Evidence (decisive lines)
VERDICT.md (full trace), layout_proof.c/layout_proof (offsetof table: ni_mltimer.toc rel +47 clobbered for ie[1]>=48, ni_mlhtimer.toc rel +79 for ie[1]>=80, 223-byte OOB for ie[1]=255), frame_craft.c/df0285_beacon.pcap (341-byte beacon with MESHID IE id=0x72 len=0xFF 'DF285'+0x41 pad), run.log (full 3-part proof output), env.txt (nm shows T ieee80211_parse_meshid live; ifconfig=vtnet0 lo0), fix.diff (git apply --check RC=0).
PoC changes
Authored the entire evidence pack from scratch (no prior markdown or poc folder existed): layout_proof.c (userspace offsetof replica of the 11s-state block + struct callout/_callout proving overflow reach), frame_craft.c (deterministic attacker-beacon pcap builder emitting a DLT_IEEE802_11 frame with weaponized MESHID IE id=0x72 len=0xFF), build.sh/run.sh, README.md, VERDICT.md, manifest.json, env.txt, fix.diff (clamp ie[1] to IEEE80211_MESHID_LEN, validated git apply --check RC=0).
Verified recommended fix
Clamp ie[1] to IEEE80211_MESHID_LEN in ieee80211_parse_meshid before the memcpy and store the clamped length (full git-apply-able diff in findings/poc/DF-0285/fix.diff, validated git apply --check RC=0).
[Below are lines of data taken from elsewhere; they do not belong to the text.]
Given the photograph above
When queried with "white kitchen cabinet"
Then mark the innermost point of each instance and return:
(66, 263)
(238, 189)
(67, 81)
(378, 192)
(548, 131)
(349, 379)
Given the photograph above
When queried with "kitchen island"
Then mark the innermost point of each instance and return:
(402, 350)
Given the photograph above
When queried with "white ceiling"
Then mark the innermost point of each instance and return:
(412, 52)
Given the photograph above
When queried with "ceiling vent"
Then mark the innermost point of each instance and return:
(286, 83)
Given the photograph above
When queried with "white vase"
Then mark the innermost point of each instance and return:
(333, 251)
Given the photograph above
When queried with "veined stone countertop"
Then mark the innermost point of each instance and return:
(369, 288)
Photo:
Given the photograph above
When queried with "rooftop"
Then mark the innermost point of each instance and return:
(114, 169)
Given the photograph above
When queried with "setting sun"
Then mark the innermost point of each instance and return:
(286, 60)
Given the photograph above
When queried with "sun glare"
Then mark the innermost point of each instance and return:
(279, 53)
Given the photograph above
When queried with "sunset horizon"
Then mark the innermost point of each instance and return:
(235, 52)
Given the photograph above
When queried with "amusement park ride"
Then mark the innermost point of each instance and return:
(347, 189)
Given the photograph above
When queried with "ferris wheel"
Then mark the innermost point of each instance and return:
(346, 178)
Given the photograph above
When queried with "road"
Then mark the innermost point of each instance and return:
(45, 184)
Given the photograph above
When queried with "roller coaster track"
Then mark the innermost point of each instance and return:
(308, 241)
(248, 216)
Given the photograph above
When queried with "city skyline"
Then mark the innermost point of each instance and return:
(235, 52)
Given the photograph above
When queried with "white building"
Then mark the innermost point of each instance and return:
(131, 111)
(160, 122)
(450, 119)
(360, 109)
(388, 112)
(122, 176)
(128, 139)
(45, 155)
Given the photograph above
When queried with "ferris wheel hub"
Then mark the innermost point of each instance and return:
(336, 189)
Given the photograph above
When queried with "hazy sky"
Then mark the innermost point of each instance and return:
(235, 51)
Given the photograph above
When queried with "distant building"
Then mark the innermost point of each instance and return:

No prior finding-proposal diff existed (finding had no markdown), so this is the authoritative fix. Recommend also clamping the related secondary overflow at ieee80211_scan_sta.c:312 (memcpy into 34-byte se_meshid with 2+sp->meshid[1]).
Verdict
The claimed heap overflow is REAL and exactly as described at the source level: ieee80211_mesh.c:3460 does memcpy(ni->ni_meshid, ie+2, ie[1]) with ie[1] attacker-controlled and unchecked into a fixed 32-byte array (IEEE80211_MESHID_LEN=32, ieee80211.h:200), fed by an unchecked IE pointer stored at ieee80211_input.c:622 (contrast line 602 where ERP DOES validate ie[1]). The vulnerable function is statically linked into the LIVE kernel (nm /boot/kernel/kernel shows T ieee80211_parse_meshid @0xffffffff8077aa50, mesh_peer_timeout_cb @0xffffffff80775560) and IEEE80211_SUPPORT_MESH is enabled in X86_64_GENERIC:256. CORRECTION to the function-pointer claim: the overflow does NOT directly overwrite a function pointer field -- struct callout (callout.h:77) holds only a toc POINTER to a separately-allocated struct _callout (callout.h:54) which holds the qfunc/rfunc pointers; so the primitive is a controlled-pointer-deref/type-confusion (forge ni_mltimer.toc -> forged _callout.qfunc, armed via callout_reset at ieee80211_mesh.c:3055,3069), still a genuine RCE surface but via indirect pointer control. layout_proof.c confirms via offsetof() that ni_mltimer.toc is clobbered for ie[1]>=48 and ni_mlhtimer.toc for ie[1]>=80 (worst case ie[1]=255 -> 223-byte OOB). The bug CANNOT be triggered at runtime on this guest: ifconfig -l => vtnet0 lo0 (no wifi HW), there is no virtual/software frame-injection path into ieee80211_parse_beacon, and no ioctl/sysctl reaches the sink -- so honest classification is INCONCLUSIVE (real shipped bug, unreachable without a radio).